The programme could also provide insight into any groups of people who do not develop an immune response. The UK Health Security Agency will use the data to inform the UK’s ongoing approach to COVID-19 and provide further insight into the effectiveness of the vaccines against different variants.
Secretary of State for Health and Social Care Sajid Javid said: “Our new national antibody testing will be quick and easy to take part in, and by doing so you’ll be helping strengthen our understanding of COVID-19 as we cautiously return to a more normal life.
“I’m proud to see all parts of the UK uniting around this new initiative and working together to arm ourselves with even more valuable insights into how COVID-19 vaccines are protecting people up and down the UK.
“Our phenomenal vaccination programme continues to build a massive wall of defence across the country – already preventing around 24 million infections and more than 100,000 deaths in England alone. I urge everyone across the UK to get both vaccinations as soon as possible.”
How it works
Anyone taking part in the programme must take their first antibody test as soon as possible after receiving a positive PCR result, before the body has had time to generate a detectable antibody response to the current infection. The first test will determine the level of antibodies a person has had before their current infection.
The second test should be taken 28 days after testing positive for COVID-19 and will measure antibodies generated in response to the infection. By comparing the two antibody test results, the UK Health Security Agency will be able to see the how vaccines boost immunity once people are infected, and how this might vary with different variants.
The experts stress that testing positive for antibodies does not mean that people are immune from COVID-19, warning that people must still continue to practice infection control measures, get tested if they have symptoms, and self-isolate if they test positive or are a contact of a positive case and have not received both vaccine doses.
What do antibodies do?
Antibodies are part of the body’s immune response to help fight off infection and are generated either after being infected or following vaccination. Antibody testing looks for evidence of this immune response, whereas PCR and antigen testing detects the infection itself. Antibody testing will contribute to our understanding of the protection provided by vaccines.
Understanding immune response to COVID-19
Chief Executive of the UK National Health Security Agency Dr Jenny Harries said: “We are rolling out antibody testing across the UK to gain vital data into the impact of our vaccination programme and on immune responses to different variants of COVID-19.
“This has been made possible thanks to the incredible British public who continue to come forward for testing when they develop symptoms and the millions of people who have had their jabs.
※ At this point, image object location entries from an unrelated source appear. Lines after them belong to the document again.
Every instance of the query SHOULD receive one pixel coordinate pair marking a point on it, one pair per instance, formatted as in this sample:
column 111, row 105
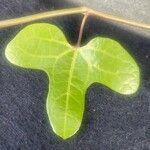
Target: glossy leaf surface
column 72, row 70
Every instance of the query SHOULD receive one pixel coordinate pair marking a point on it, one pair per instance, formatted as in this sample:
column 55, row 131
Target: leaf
column 72, row 70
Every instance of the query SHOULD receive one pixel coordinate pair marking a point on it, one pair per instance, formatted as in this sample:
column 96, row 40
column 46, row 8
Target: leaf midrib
column 69, row 88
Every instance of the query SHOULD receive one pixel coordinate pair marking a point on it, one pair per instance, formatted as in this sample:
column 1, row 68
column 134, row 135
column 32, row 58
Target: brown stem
column 81, row 29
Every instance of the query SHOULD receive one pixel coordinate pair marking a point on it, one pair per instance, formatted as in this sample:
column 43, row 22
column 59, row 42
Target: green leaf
column 72, row 70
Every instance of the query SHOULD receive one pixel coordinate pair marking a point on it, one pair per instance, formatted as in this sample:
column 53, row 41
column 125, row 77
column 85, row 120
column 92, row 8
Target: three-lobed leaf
column 72, row 70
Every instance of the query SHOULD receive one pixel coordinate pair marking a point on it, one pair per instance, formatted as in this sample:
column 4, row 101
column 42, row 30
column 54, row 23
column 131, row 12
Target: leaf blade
column 71, row 70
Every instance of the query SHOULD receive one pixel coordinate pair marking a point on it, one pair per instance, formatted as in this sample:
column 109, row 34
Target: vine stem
column 81, row 29
column 69, row 11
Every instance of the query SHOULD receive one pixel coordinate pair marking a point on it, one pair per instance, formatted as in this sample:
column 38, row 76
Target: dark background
column 111, row 121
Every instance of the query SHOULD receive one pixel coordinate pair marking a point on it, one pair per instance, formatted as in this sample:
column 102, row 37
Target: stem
column 69, row 11
column 81, row 29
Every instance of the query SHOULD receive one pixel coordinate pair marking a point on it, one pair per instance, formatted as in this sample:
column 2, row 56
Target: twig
column 81, row 29
column 69, row 11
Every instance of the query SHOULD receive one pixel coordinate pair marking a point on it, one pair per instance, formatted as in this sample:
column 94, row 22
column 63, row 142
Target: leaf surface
column 72, row 70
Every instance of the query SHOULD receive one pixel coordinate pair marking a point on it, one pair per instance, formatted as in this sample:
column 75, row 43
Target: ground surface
column 111, row 121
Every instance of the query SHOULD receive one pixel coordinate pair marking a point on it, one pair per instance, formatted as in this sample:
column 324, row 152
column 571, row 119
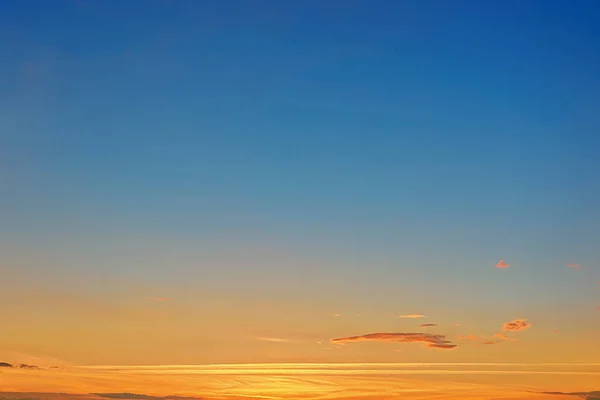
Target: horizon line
column 101, row 366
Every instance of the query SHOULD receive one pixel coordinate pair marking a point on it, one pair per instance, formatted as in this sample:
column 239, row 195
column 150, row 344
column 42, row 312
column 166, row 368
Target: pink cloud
column 503, row 336
column 517, row 325
column 469, row 337
column 432, row 341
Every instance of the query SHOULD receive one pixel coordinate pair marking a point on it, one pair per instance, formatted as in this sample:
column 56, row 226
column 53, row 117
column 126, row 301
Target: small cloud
column 517, row 325
column 274, row 340
column 430, row 340
column 27, row 366
column 133, row 396
column 412, row 316
column 469, row 337
column 489, row 342
column 503, row 336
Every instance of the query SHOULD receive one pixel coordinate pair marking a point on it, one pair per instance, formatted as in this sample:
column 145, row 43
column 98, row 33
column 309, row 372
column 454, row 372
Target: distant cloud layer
column 433, row 341
column 412, row 316
column 517, row 325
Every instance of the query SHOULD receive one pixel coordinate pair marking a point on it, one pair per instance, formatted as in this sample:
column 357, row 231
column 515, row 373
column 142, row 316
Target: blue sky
column 383, row 139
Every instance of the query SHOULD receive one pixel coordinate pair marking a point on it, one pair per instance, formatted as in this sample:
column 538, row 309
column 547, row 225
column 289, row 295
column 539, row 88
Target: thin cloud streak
column 430, row 340
column 517, row 325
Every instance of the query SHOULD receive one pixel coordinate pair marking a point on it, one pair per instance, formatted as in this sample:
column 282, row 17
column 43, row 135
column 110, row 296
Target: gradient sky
column 261, row 165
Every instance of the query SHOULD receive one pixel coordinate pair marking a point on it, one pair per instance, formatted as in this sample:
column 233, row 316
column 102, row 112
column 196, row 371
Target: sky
column 197, row 182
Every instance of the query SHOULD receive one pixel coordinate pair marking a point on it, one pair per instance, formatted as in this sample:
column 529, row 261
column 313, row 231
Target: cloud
column 133, row 396
column 469, row 337
column 433, row 341
column 27, row 366
column 517, row 325
column 503, row 336
column 412, row 316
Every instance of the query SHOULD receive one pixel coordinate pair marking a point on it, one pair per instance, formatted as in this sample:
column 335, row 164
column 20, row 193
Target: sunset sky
column 261, row 181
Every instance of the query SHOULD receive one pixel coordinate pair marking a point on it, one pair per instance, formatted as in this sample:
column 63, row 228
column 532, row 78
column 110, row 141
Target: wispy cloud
column 411, row 316
column 517, row 325
column 433, row 341
column 469, row 337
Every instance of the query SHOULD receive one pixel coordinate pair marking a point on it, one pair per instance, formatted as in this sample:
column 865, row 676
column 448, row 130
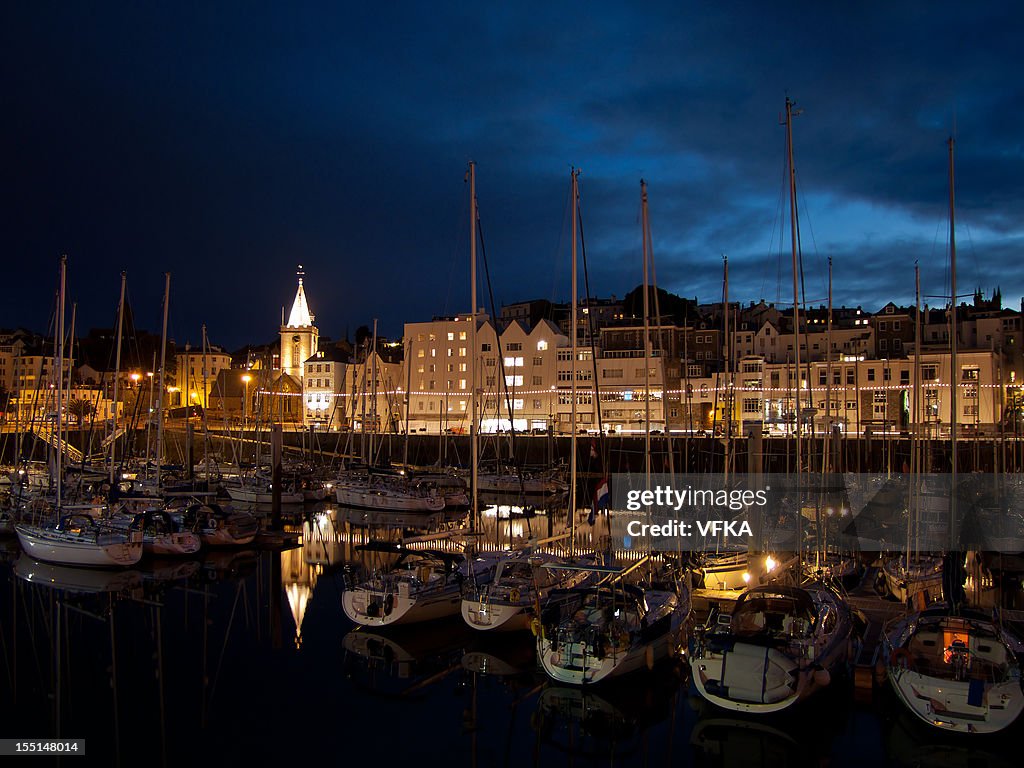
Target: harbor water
column 246, row 657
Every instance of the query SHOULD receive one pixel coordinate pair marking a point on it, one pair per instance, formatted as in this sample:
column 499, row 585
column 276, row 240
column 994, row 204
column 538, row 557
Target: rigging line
column 501, row 357
column 601, row 441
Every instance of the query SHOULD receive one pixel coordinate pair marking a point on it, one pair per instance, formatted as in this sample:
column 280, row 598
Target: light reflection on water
column 246, row 657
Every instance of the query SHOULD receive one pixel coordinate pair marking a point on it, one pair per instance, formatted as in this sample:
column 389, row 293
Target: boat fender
column 900, row 657
column 620, row 635
column 820, row 677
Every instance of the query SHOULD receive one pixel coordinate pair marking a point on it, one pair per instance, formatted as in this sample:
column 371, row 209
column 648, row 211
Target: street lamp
column 246, row 378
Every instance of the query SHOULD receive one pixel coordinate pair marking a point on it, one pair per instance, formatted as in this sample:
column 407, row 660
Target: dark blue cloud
column 229, row 142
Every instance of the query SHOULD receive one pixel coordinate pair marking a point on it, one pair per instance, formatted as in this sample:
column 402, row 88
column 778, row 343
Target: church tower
column 299, row 338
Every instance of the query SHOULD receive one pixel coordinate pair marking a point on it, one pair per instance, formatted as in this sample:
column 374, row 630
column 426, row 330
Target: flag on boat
column 602, row 498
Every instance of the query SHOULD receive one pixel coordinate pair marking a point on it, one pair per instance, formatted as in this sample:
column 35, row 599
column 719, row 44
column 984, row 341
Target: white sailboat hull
column 496, row 616
column 371, row 607
column 947, row 704
column 252, row 496
column 576, row 664
column 51, row 547
column 757, row 679
column 372, row 499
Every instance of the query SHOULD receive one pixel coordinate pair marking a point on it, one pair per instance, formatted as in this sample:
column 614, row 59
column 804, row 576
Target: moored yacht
column 80, row 540
column 779, row 645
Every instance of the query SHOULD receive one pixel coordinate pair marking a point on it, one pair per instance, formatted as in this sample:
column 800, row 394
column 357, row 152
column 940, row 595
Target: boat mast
column 796, row 324
column 953, row 372
column 373, row 396
column 646, row 331
column 117, row 377
column 474, row 437
column 727, row 360
column 163, row 388
column 796, row 290
column 572, row 335
column 408, row 356
column 59, row 374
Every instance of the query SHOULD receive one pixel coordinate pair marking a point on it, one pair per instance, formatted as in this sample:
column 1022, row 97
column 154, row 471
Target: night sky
column 227, row 142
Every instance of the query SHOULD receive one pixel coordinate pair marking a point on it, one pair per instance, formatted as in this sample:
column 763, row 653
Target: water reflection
column 244, row 656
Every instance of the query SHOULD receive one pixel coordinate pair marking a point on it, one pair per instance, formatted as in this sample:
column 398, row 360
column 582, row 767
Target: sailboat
column 612, row 628
column 422, row 585
column 75, row 539
column 524, row 582
column 955, row 669
column 779, row 645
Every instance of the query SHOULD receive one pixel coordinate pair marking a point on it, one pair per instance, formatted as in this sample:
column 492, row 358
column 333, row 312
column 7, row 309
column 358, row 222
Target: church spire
column 300, row 316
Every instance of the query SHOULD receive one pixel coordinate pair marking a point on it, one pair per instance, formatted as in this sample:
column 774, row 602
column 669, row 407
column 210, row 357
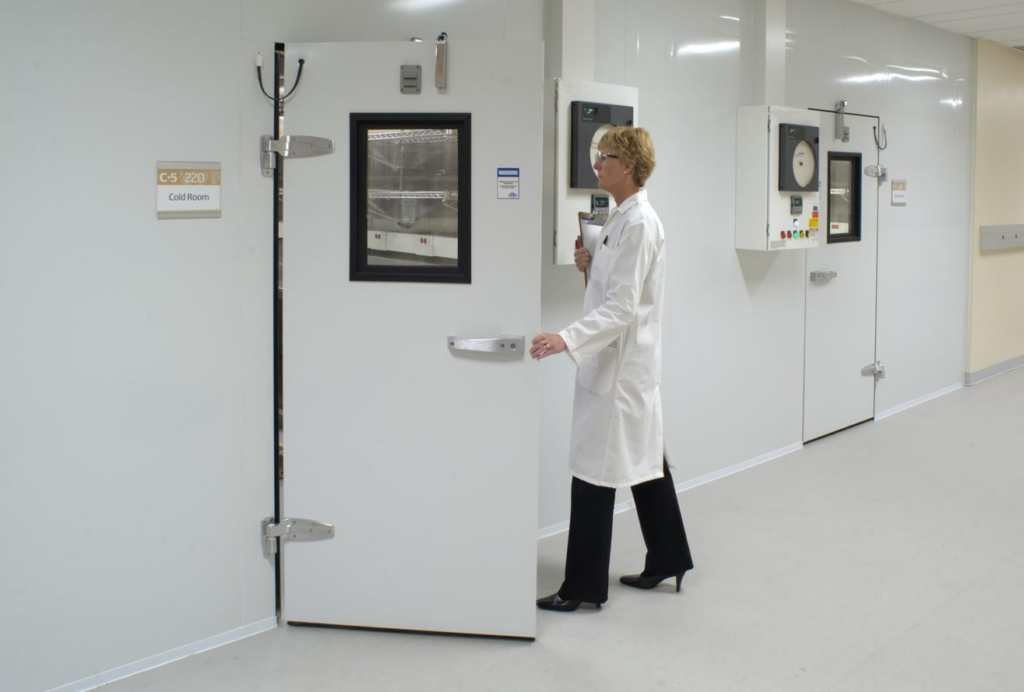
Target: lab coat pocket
column 598, row 374
column 601, row 265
“The best way to protect yourself and those around you is by getting vaccinated. I encourage anyone who has not yet come forward to book their first and second jabs.”
Dr Susan Hopkins, Public Health England’s COVID-19 Strategic Response Director, said: “Our testing armoury is stronger than ever now we are rolling out antibody testing to thousands of people in England, Scotland, Wales and Northern Ireland alongside the vast testing capacity we have built including our NHS Test and Trace system.
“Antibody testing surveillance shows how health teams across the UK are dedicated to working together to find innovative ways to understand the effectiveness of COVID-19 vaccines and target future treatments for COVID-19.”